Now researchers at Newcastle University say they have scientifically proven its pain-relieving properties for the first time.
Testing this ancient South American herb on mice, the team led by researcher Graciela Rocha was able to show that when prepared as a 'tea' - the traditional way to administer the medicine - the mint was as effective as a synthetic aspirin-style drug Indometacin.
Now, the researchers plan to launch clinical trials to find out how effective the mint is as a pain relief for people.
"Since humans first walked the earth we have looked to plants to provide a cure for our ailments - in fact it is estimated more than 50,000 plants are used worldwide for medicinal purposes," Graciela said.
"Besides traditional use, more than half of all prescription drugs are based on a molecule that occurs naturally in a plant.
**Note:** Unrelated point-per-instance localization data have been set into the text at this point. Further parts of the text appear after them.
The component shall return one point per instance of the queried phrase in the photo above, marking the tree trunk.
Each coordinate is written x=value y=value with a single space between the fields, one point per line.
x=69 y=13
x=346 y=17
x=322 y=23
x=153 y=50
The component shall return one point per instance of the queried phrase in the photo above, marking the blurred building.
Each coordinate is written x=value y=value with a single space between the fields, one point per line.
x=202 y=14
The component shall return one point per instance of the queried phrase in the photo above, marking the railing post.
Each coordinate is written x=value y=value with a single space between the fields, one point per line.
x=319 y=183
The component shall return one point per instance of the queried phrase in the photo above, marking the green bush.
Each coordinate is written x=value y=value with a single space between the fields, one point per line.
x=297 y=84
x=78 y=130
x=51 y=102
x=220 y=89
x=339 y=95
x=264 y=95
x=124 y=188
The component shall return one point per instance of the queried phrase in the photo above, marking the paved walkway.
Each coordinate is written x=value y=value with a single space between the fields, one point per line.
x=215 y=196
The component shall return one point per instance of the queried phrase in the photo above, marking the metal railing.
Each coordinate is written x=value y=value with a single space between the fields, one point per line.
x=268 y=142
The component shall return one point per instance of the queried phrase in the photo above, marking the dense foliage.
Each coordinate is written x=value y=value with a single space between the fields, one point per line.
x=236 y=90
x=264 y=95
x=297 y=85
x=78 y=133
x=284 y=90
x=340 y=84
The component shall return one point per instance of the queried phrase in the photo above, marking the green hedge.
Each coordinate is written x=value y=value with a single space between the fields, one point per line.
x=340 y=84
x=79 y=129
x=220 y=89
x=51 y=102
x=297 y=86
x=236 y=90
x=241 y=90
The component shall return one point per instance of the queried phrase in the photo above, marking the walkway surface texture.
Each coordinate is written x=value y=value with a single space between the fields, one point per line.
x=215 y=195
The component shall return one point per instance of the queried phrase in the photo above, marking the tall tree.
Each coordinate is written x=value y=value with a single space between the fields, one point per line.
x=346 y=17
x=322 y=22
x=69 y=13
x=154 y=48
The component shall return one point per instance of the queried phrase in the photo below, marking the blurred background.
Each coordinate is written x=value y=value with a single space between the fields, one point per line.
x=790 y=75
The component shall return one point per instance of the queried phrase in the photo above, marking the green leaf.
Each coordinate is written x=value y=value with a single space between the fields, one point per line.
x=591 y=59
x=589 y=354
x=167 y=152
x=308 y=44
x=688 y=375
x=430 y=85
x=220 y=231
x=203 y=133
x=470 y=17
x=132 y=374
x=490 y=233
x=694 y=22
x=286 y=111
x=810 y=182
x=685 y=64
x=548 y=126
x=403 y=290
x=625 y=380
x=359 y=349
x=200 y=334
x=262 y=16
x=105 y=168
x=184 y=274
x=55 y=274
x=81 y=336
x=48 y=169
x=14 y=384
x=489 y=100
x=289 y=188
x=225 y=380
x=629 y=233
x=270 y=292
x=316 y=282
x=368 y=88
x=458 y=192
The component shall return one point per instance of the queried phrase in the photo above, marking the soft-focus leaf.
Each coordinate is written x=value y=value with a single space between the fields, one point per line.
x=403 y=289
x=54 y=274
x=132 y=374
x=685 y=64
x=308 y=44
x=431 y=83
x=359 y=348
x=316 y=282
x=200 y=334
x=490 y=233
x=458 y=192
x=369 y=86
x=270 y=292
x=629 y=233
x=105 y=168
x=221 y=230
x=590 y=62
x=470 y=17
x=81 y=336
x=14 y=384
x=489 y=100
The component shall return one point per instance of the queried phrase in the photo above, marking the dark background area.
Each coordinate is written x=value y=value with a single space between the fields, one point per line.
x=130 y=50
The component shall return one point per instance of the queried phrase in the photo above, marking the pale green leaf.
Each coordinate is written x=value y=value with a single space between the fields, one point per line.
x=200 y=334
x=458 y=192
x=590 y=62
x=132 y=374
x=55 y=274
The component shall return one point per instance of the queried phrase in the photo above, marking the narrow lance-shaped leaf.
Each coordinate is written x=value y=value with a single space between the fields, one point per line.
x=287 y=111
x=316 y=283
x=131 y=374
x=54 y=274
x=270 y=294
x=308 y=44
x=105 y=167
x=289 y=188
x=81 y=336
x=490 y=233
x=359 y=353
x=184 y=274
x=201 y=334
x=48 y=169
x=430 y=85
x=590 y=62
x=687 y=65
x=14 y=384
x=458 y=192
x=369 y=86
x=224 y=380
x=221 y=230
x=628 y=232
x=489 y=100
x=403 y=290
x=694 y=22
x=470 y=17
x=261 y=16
"What we have done is to take a plant that is widely used to safely treat pain and scientifically proven that it works as well as some synthetic drugs. Now the next step is to find out how and why the plant works," Graciela added.
The research has been presented at the 2nd International Symposium on Medicinal and Nutraceutical Plants in New Delhi, India, and will appear in the society's journal Acta Horticulturae.